Simultaneous multithreading

This is an old revision of this page, as edited by Hcobb (talk | contribs) at 16:48, 5 September 2008 (→Modern commercial implementations: Cleared up SMT vs other performance features.). The present address (URL) is a permanent link to this revision, which may differ significantly from the current revision.

Revision as of 16:48, 5 September 2008 by Hcobb (talk | contribs) (→Modern commercial implementations: Cleared up SMT vs other performance features.)(diff) ← Previous revision | Latest revision (diff) | Newer revision → (diff)

This section may require cleanup to meet Misplaced Pages's quality standards. No cleanup reason has been specified. Please help improve this section if you can. (November 2007) (Learn how and when to remove this message)

It has been suggested that this article be merged into Multithreading (computer hardware) and Talk:Multithreading (computer hardware). (Discuss) Proposed since August 2007.

Simultaneous multithreading, often abbreviated as SMT, is a technique for improving the overall efficiency of superscalar CPUs with Hardware multithreading. SMT permits multiple independent threads of execution to better utilize the resources provided by modern processor architectures.

Details

Multithreading is similar in concept to preemptive multitasking but is implemented at the thread level of execution in modern superscalar processors.

Simultaneous multithreading (SMT) is one of the two main implementations of multithreading, the other form being temporal multithreading. In temporal multithreading, only one thread of instructions can execute in any given pipeline stage at a time. In simultaneous multithreading, instructions from more than one thread can be executing in any given pipeline stage at a time.
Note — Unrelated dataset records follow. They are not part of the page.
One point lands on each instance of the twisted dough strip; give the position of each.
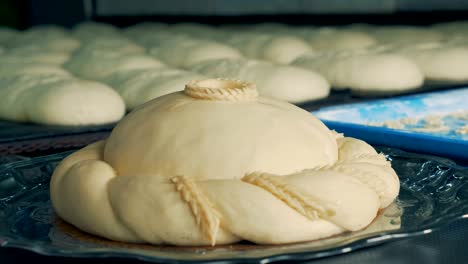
(181, 210)
(240, 91)
(206, 216)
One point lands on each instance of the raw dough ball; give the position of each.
(7, 35)
(405, 35)
(281, 82)
(274, 48)
(365, 72)
(17, 68)
(89, 30)
(48, 37)
(199, 168)
(35, 54)
(339, 39)
(144, 28)
(98, 65)
(58, 100)
(439, 62)
(185, 52)
(139, 86)
(115, 45)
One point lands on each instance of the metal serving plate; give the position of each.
(434, 193)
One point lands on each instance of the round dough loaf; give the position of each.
(365, 72)
(281, 82)
(89, 30)
(98, 64)
(199, 168)
(139, 86)
(58, 100)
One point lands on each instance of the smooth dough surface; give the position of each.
(59, 100)
(198, 167)
(282, 82)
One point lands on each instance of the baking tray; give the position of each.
(369, 121)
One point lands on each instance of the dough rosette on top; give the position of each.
(217, 164)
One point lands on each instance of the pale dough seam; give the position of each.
(307, 206)
(206, 216)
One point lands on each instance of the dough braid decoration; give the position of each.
(259, 207)
(221, 90)
(307, 206)
(206, 216)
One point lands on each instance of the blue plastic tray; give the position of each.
(353, 120)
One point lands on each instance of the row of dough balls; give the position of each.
(365, 58)
(150, 59)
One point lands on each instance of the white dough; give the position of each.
(281, 82)
(98, 65)
(139, 86)
(58, 100)
(273, 48)
(365, 72)
(89, 30)
(333, 39)
(439, 62)
(185, 52)
(406, 35)
(199, 168)
(7, 35)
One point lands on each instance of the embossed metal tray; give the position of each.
(434, 193)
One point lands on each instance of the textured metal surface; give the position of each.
(434, 193)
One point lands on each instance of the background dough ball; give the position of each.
(288, 83)
(74, 102)
(366, 73)
(196, 132)
(440, 63)
(188, 52)
(330, 39)
(90, 30)
(285, 49)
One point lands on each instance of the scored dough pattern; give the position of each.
(209, 219)
(264, 206)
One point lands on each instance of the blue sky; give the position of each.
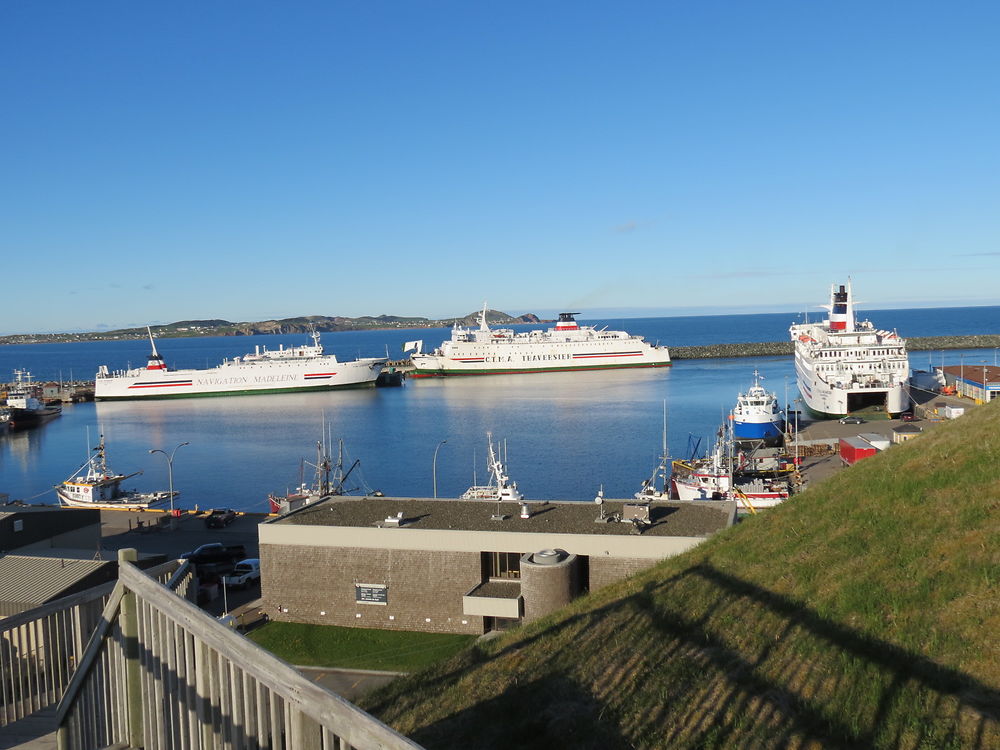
(248, 160)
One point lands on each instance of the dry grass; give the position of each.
(862, 613)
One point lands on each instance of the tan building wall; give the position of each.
(316, 585)
(607, 570)
(309, 573)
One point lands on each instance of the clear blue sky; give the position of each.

This is done without great changes to the basic processor architecture: the main additions needed are the ability to fetch instructions from multiple threads in a cycle, and a larger register file to hold data from multiple threads. The number of concurrent threads can be decided by the chip designers, but practical restrictions on chip complexity have limited the number to two for most SMT implementations.
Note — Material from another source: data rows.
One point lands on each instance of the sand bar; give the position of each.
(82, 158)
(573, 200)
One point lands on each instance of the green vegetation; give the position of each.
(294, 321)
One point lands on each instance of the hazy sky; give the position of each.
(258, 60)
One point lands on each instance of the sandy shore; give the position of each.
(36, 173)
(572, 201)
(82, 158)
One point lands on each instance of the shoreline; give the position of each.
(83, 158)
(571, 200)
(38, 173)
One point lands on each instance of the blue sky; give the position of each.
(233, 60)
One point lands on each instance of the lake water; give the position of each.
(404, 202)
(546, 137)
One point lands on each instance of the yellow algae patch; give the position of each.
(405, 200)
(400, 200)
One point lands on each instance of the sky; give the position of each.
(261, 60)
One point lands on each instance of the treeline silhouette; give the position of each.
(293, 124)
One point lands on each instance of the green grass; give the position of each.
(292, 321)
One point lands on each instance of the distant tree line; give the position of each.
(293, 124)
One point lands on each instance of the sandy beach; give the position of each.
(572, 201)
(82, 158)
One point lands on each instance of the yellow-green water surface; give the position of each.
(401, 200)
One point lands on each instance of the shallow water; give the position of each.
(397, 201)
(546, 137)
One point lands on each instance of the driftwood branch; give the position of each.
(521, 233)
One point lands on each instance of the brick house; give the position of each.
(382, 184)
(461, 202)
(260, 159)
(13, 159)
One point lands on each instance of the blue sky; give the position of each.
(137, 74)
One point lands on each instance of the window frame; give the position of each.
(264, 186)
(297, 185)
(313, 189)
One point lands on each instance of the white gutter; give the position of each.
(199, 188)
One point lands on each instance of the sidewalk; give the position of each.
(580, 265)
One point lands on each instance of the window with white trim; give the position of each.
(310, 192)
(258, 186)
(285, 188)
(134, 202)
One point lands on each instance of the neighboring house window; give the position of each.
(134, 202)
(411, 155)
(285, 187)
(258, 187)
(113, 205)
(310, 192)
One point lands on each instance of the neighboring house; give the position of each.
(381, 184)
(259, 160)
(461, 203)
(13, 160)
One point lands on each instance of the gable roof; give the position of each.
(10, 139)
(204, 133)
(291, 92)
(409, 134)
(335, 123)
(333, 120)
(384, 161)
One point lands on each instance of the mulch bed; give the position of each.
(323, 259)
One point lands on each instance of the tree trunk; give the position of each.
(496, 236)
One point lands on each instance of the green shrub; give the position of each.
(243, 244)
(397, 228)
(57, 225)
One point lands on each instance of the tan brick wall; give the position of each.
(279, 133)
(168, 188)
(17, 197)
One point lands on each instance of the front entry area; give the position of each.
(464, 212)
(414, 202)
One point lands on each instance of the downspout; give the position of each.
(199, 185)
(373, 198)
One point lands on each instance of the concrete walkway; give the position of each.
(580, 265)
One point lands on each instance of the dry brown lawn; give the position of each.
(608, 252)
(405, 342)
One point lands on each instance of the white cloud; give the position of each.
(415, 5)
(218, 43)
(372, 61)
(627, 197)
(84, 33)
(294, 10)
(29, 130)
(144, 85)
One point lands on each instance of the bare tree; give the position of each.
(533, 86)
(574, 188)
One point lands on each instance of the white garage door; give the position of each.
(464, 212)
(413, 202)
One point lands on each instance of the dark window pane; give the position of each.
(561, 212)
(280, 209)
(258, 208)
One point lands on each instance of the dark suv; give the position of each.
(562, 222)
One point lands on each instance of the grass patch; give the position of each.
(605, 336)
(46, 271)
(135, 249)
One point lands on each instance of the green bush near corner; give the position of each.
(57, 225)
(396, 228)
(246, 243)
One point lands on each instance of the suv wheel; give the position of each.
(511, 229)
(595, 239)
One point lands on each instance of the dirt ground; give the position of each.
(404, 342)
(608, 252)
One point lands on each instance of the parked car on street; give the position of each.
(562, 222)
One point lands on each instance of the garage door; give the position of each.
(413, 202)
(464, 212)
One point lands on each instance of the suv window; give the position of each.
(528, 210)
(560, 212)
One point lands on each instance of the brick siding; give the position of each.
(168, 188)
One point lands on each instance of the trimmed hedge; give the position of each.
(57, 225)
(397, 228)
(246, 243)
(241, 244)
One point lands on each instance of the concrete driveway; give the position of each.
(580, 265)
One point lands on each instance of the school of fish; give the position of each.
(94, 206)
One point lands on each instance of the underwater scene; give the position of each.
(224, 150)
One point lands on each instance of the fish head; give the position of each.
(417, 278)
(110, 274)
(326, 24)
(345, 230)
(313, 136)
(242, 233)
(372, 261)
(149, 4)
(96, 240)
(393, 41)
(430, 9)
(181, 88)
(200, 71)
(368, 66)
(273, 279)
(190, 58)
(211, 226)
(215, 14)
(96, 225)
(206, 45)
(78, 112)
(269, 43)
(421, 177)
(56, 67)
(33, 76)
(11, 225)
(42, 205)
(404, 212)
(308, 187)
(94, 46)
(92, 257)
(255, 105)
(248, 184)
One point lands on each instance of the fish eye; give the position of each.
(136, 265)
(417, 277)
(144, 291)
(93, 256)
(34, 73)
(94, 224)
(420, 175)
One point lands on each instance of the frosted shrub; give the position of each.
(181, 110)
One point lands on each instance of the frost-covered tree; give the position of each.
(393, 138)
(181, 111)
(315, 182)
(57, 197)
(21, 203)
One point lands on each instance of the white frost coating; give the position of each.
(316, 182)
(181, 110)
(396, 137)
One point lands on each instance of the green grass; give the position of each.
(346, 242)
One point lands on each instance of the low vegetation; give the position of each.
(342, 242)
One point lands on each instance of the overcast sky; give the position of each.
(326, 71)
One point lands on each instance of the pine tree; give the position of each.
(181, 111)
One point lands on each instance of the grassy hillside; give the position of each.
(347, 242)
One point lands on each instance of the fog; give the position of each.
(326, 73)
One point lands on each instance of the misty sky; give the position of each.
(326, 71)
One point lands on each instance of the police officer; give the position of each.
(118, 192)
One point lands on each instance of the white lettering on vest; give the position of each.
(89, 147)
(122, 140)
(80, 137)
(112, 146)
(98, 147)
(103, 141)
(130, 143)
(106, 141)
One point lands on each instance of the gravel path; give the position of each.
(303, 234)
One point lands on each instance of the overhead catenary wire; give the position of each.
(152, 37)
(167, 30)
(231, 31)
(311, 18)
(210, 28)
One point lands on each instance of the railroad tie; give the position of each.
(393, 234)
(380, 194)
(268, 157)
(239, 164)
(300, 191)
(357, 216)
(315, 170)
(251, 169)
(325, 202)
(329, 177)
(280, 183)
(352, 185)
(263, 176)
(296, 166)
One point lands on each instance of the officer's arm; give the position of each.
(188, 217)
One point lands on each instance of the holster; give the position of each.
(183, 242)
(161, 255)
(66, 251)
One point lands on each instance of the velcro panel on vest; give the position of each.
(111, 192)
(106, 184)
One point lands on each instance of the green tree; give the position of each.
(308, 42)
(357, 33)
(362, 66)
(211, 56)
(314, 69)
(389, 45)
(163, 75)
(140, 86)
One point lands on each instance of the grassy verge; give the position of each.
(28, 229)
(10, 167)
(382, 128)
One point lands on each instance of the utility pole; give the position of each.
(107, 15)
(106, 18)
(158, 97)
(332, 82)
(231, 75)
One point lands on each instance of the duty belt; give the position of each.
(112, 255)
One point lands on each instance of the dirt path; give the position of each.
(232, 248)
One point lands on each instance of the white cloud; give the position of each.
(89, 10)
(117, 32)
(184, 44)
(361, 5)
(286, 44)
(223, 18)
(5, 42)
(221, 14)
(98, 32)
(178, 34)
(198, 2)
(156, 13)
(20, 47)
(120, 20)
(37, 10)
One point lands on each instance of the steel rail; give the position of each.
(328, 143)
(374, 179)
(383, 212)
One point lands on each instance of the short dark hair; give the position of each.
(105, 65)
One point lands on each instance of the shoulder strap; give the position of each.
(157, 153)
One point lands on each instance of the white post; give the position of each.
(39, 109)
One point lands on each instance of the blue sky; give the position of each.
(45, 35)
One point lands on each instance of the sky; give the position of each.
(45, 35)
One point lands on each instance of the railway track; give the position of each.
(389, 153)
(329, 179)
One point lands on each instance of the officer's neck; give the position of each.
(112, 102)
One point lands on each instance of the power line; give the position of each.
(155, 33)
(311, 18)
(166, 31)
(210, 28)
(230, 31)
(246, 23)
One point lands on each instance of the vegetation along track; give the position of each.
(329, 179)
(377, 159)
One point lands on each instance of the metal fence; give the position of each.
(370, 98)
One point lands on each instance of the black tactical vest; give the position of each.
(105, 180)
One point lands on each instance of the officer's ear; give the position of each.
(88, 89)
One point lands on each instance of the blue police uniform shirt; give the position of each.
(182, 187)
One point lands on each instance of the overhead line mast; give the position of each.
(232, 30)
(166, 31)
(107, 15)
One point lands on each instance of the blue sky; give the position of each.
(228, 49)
Because the technique is really an efficiency solution and there is inevitable increased conflict on shared resources, measuring or agreeing on the effectiveness of the solution can be difficult. Some researchers have shown that the extra threads can be used to proactively seed a shared resource like a cache, to improve the performance of another single thread, and claim this shows that SMT is not just an efficiency solution. Others use SMT to provide redundant computation, for some level of error detection and recovery.

However, in most current cases, SMT is about hiding memory latency, efficiency and increased throughput of computations per amount of hardware used.

Taxonomy

In processor design, there are two ways to increase on-chip parallelism with less resource requirements: one is superscalar technique which tries to increase Instruction Level Parallelism (ILP), the other is multithreading approach exploiting Thread Level Parallelism (TLP).
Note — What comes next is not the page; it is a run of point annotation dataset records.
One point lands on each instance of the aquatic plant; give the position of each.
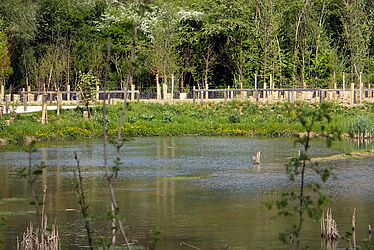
(304, 201)
(40, 237)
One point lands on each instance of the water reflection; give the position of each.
(218, 197)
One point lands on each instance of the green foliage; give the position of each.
(5, 67)
(167, 117)
(87, 86)
(310, 198)
(151, 119)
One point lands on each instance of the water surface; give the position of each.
(220, 203)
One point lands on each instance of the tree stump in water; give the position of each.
(85, 115)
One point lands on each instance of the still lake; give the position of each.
(220, 203)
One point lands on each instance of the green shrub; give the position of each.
(167, 116)
(234, 117)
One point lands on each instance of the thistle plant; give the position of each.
(309, 199)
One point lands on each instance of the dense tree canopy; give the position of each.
(217, 43)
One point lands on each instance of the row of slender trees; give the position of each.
(45, 44)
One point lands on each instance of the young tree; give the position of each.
(357, 22)
(164, 42)
(5, 68)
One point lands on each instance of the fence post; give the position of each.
(172, 86)
(158, 88)
(361, 87)
(2, 91)
(29, 94)
(7, 104)
(132, 92)
(343, 85)
(68, 93)
(78, 98)
(193, 94)
(353, 93)
(24, 101)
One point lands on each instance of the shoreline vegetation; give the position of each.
(184, 119)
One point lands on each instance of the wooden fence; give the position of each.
(314, 95)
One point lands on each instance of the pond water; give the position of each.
(220, 203)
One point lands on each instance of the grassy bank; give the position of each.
(142, 119)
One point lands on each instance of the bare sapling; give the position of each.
(82, 202)
(114, 208)
(40, 237)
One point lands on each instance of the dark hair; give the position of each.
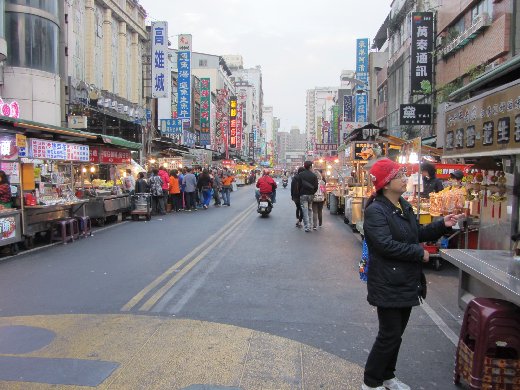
(430, 168)
(4, 178)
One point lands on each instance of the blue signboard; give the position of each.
(171, 126)
(361, 107)
(362, 59)
(184, 85)
(348, 109)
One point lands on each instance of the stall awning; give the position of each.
(30, 125)
(116, 141)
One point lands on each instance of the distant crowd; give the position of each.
(187, 189)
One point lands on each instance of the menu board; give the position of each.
(58, 150)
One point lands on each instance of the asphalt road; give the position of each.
(217, 297)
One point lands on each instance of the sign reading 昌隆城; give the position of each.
(489, 123)
(160, 68)
(421, 67)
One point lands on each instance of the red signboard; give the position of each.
(110, 156)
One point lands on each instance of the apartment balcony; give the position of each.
(479, 24)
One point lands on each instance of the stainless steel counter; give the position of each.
(485, 273)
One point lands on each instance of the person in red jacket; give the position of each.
(266, 185)
(165, 186)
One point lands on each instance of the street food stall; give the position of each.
(486, 127)
(100, 181)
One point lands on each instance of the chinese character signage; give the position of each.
(348, 108)
(160, 68)
(58, 151)
(421, 66)
(361, 107)
(325, 147)
(362, 59)
(205, 111)
(415, 114)
(184, 85)
(110, 156)
(484, 124)
(240, 125)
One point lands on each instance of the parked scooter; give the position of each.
(264, 205)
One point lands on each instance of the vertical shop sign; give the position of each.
(205, 111)
(361, 108)
(421, 69)
(233, 108)
(240, 125)
(348, 112)
(362, 59)
(160, 71)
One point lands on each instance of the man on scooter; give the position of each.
(266, 185)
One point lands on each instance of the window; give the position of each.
(484, 6)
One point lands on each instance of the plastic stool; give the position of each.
(491, 328)
(85, 225)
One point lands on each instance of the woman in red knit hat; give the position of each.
(395, 279)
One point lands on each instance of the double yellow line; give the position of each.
(191, 258)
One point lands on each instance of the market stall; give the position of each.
(491, 140)
(100, 183)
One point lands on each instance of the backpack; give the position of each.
(319, 196)
(156, 186)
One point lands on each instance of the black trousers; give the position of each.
(380, 365)
(299, 211)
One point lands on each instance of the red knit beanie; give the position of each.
(383, 171)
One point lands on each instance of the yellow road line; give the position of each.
(139, 296)
(164, 289)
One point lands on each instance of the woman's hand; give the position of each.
(451, 220)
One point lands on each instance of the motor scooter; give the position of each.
(265, 205)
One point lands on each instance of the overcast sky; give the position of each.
(299, 44)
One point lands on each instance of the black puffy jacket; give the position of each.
(395, 265)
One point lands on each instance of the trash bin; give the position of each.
(333, 204)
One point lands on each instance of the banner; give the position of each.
(348, 108)
(160, 71)
(415, 114)
(184, 85)
(362, 59)
(361, 107)
(233, 108)
(205, 111)
(421, 67)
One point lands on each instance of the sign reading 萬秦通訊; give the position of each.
(421, 61)
(489, 123)
(160, 68)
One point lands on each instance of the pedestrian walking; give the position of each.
(205, 186)
(295, 195)
(175, 191)
(156, 184)
(190, 183)
(227, 182)
(395, 279)
(317, 202)
(141, 186)
(217, 187)
(165, 177)
(129, 182)
(307, 185)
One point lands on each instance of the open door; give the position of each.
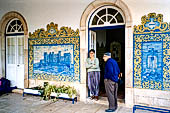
(92, 41)
(15, 60)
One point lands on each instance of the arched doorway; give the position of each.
(14, 49)
(106, 29)
(15, 53)
(84, 45)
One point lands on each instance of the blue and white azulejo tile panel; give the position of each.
(151, 58)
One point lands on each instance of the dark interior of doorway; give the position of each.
(111, 40)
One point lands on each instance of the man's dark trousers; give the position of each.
(111, 91)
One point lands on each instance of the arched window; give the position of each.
(107, 16)
(14, 26)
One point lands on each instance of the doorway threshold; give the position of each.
(103, 101)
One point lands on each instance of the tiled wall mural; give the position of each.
(151, 58)
(54, 54)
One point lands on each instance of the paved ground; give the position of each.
(15, 103)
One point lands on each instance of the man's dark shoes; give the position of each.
(92, 97)
(110, 110)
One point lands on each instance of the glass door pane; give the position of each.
(11, 50)
(20, 49)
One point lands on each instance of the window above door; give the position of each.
(14, 26)
(107, 16)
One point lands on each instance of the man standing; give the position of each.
(111, 81)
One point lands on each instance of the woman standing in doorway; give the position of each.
(93, 69)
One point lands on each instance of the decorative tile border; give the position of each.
(151, 47)
(55, 38)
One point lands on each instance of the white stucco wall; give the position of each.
(39, 13)
(140, 8)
Superscalar means executing multiple instructions at the same time while chip-level multithreading (CMT) executes instructions from multiple threads within one processor chip at the same time. There are many ways to support more than one thread within a chip, namely:

Interleaved multithreading: Interleaved issue of multiple instructions from different threads, also referred to as Temporal multithreading. It can be further divided into fine-grain multithreading or coarse-grain multithreading depending on the frequency of interleaved issues. Fine-grain multithreading issues instructions for different threads after every cycle, while coarse-grain multithreading only switches to issue instructions from another thread when the current executing thread causes some long latency events (like page fault etc.). Coarse-grain multithreading is more common for less context switch between threads. For example, Intel's Montecito processor uses coarse-grain multithreading, while Sun's UltraSPARC T1 uses fine-grain multithreading. For those processors that have only one pipeline per core, interleaved multithreading is the only possible way, because it can only issue up to one instruction per cycle.
Simultaneous multithreading (SMT): Issue multiple instructions from multiple threads in one cycle. The processor must be superscalar to do so.
Chip-level multiprocessing (CMP or multicore): integrates two or more superscalar processors into one chip, each executes threads independently
Any combination of multithreaded/SMT/CMP

The key factor to distinguish them is to look at how many instructions the processor can issue in one cycle and how many threads from which the instructions come. For example, Sun Microsystems' UltraSPARC T1 (known as "Niagara" until its November 14, 2005 release) is a multicore processor combined with fine-grain multithreading technique instead of simultaneous multithreading because each core can only issue one instruction at a time.

Historical implementations

While multithreading CPUs have been around since the 1950s, Simultaneous Multithreading was first researched by IBM in 1968. The first major commercial CPU developed with SMT was the DEC 21464 (EV8). This chip was developed by DEC in coordination with Dean Tullsen of the University of California, San Diego, and Susan Eggers and Hank Levy of the University of Washington. The processor was never released, since the Alpha line of processors was discontinued shortly before HP acquired Compaq (formerly DEC). Dean Tullsen's work was also used to create the Intel Pentium 4 Processor.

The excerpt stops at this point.